I don’t like looking in the mirror these days. It’s not that my reflection is shocking. I’ve grown used to the gray hair and the 25 pounds I’ve gained since having children. The problem is, I have a hard time recognizing the person staring back at me.
I trudge along under the armor I’ve molded around my likeness. I first strapped it on as a defense, to hide from the judgment of teachers and parents when my son, Luke, began having problems in school. Then it thickened, to protect me from the guilt of not being able to fix him. It grew heavier when I decided I’d have to force the world to accept my child, since I cannot change his neurology.
A Mom Can Dream
Now, here I am, living under this enormous protective coating, banging around in a life that is no longer my own. The weight of my armor has caused me to shrink, and I am rarely seen as anything but “Mom.”

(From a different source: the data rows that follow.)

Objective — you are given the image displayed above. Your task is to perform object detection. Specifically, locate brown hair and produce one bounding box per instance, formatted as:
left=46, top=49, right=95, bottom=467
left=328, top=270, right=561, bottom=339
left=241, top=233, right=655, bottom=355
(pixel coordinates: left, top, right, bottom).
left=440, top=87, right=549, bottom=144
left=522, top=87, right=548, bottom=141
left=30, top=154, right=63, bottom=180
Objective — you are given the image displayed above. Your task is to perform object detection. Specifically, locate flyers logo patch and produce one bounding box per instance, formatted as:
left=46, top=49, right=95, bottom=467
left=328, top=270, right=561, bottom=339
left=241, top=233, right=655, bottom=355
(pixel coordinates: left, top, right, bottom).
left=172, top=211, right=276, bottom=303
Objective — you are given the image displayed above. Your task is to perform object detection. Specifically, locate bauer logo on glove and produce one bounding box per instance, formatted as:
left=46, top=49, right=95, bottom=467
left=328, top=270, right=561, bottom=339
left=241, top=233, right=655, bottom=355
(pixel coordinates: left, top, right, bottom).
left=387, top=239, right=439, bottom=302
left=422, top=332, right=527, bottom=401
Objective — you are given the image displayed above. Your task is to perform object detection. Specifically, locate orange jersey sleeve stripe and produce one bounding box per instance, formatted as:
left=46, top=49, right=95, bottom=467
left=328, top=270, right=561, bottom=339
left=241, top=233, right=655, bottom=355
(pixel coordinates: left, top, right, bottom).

Somewhere along the line, my responsibilities and roles began to define me, despite all the reasons they shouldn’t. I am a wife who loves and supports my husband. I am a mom who nurtures, teaches, loves, and protects both of my children. I am an ADHD crusader, who shields my son, and others like him, from undue criticism and judgment.
These roles are part of me, but they are not all of who I am. I have neglected passions that nurture my soul for the good of others. I love to write, and I still dream of publishing a book. I like photography, and I want to learn more about the art, and work on improving my skills. I wish I had time to try my hand at painting.
My family doesn’t demand that I neglect myself or my dreams. My husband would love for me to spend time on my creative passions. My children? Not so much. But they don’t mean to be selfish. ADHD is the elephant in the room, and denial absorbs all our energy. Not the denial that Luke has ADHD, but the denial that it controls our lives.
Perchance to Explore?
ADHD does control much of our lives — and it clouds my identity. Managing the disorder requires researching the condition, paying attention, creative parenting, and time for doctor, therapist, and OT appointments. I spend more time on children and family than on self-preservation and self-exploration.
I have accepted my role as mother. I am not resentful, and I don’t begrudge my son anything. This is the life I was given, and I am happy to live it. I am happy much of the time, because I choose to be. There’s joy in loving Daddy and raising our two beautiful kids.
They say parenthood should be treated like an airline emergency — put the oxygen mask on yourself first and then help the person sitting next to you. I know this is true when I consider it rationally, in quiet moments. But in the throes of life, it is tough to put on the brakes when your strongest instinct, your maternal instinct, is to take care of your children first.
Recognizing that I am losing myself is important. Now I am prepared to fight to let the rest of me shine through. I am going to spend time on myself, doing things I like to do, alone, and just for me. My heart melts when those two little people call me Momma, but that isn’t all of who I am.